Allein im letzten Jahr gab es 23 bekannte Fälle von Verhaftungen, Durchsuchungen und anderen gewaltsamen Aktionen gegen Angehörige von Menschenrechts- und Demokratieaktivisten in Belarus.
- Ehepartner – 2 Fälle
- Eltern – 8 Fälle
- Kinder – 4 Fälle
- Brüder/Schwestern – 3 Fälle
- Großeltern – 2 Fälle
- Andere nahe oder entfernte Verwandte – 4 Fälle
Die Geographie der Erpressungen und Geiselnahmen erstreckt sich über ganz Belarus.
Die meisten Fälle von Gewalt gegen Angehörige von Menschenrechtsverteidigern und Demokratieaktivisten treten in der Stadt Minsk auf. Aber auch in Grodno, Brest und kleineren Städten des Landes – Rechitsa, Lida, Zhitkovichi, Polotsk, Novopolotsk und Mozyr – wurde ein ähnliches Instrument der Einflussnahme eingesetzt.

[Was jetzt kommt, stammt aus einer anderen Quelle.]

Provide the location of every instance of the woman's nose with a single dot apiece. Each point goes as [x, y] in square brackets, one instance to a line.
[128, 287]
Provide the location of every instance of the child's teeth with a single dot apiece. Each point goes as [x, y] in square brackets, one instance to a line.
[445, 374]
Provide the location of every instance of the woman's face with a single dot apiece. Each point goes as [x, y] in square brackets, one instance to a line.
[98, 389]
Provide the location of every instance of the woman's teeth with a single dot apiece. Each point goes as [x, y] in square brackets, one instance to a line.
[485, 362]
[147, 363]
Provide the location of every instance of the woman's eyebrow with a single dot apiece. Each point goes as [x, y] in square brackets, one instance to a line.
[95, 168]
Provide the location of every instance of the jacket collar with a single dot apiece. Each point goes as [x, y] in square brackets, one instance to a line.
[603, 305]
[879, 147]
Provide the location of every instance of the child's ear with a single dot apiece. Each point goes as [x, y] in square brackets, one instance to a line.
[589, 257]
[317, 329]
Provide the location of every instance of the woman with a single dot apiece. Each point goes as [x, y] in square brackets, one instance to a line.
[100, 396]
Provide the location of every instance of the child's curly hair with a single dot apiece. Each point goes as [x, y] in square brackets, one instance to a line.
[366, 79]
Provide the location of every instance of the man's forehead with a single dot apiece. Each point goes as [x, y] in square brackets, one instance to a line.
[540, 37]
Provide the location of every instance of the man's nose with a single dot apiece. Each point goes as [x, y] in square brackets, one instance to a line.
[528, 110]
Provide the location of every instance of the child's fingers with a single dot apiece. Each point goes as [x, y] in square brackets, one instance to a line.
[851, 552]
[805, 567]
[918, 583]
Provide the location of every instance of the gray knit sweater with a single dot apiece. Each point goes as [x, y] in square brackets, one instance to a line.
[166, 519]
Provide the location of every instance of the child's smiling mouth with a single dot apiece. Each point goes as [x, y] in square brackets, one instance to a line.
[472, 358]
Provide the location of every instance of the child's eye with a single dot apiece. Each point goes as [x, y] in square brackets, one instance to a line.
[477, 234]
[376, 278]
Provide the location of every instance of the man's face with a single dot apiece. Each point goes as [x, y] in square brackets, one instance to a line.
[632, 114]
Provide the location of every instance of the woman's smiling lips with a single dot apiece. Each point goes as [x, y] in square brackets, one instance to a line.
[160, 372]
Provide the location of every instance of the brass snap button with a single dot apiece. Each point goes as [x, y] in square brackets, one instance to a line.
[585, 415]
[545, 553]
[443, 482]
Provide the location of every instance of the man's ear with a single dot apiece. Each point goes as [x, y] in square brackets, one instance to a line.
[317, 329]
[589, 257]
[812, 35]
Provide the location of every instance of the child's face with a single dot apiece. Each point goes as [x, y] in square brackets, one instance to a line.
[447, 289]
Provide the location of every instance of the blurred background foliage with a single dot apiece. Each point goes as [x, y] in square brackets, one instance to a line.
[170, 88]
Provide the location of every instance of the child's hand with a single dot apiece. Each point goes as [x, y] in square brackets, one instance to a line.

In der Regel dient die Verhaftung eines Verwandten vor allem dazu, einem Menschenrechtsaktivisten oder -führer anzubieten, nach Belarus zurückzukehren und sich gegen einen inhaftierten Verwandten „auszutauschen“, um diesen von Folter und Leid zu befreien. In der Regel veröffentlichen die GUBOP oder der KGB öffentlich demütigende Videos, in denen die Angehörigen eines Menschenrechtsverteidigers oder -aktivisten, die schwer geschlagen wurden oder Folterspuren aufweisen, Lukaschenko um Vergebung für das „Fehlverhalten“ ihres Angehörigen bitten.
Gegen die meisten Aktivisten wurden fiktive Strafverfahren eingeleitet, aber den „Strafverfolgungs“-Behörden fehlen die Aktivisten selbst, um Ermittlungsmaßnahmen durchzuführen, den Fall vor Gericht zu bringen und sie öffentlich zu verurteilen.
Das belarussische Regime will den Widerstand brechen, die Menschen demütigen, und dazu braucht es Menschenrechtsverteidiger und -führer an einem Ort, der für die Folter physisch zugänglich ist, der einfachste Ort ist natürlich die Folter im Gefängnis.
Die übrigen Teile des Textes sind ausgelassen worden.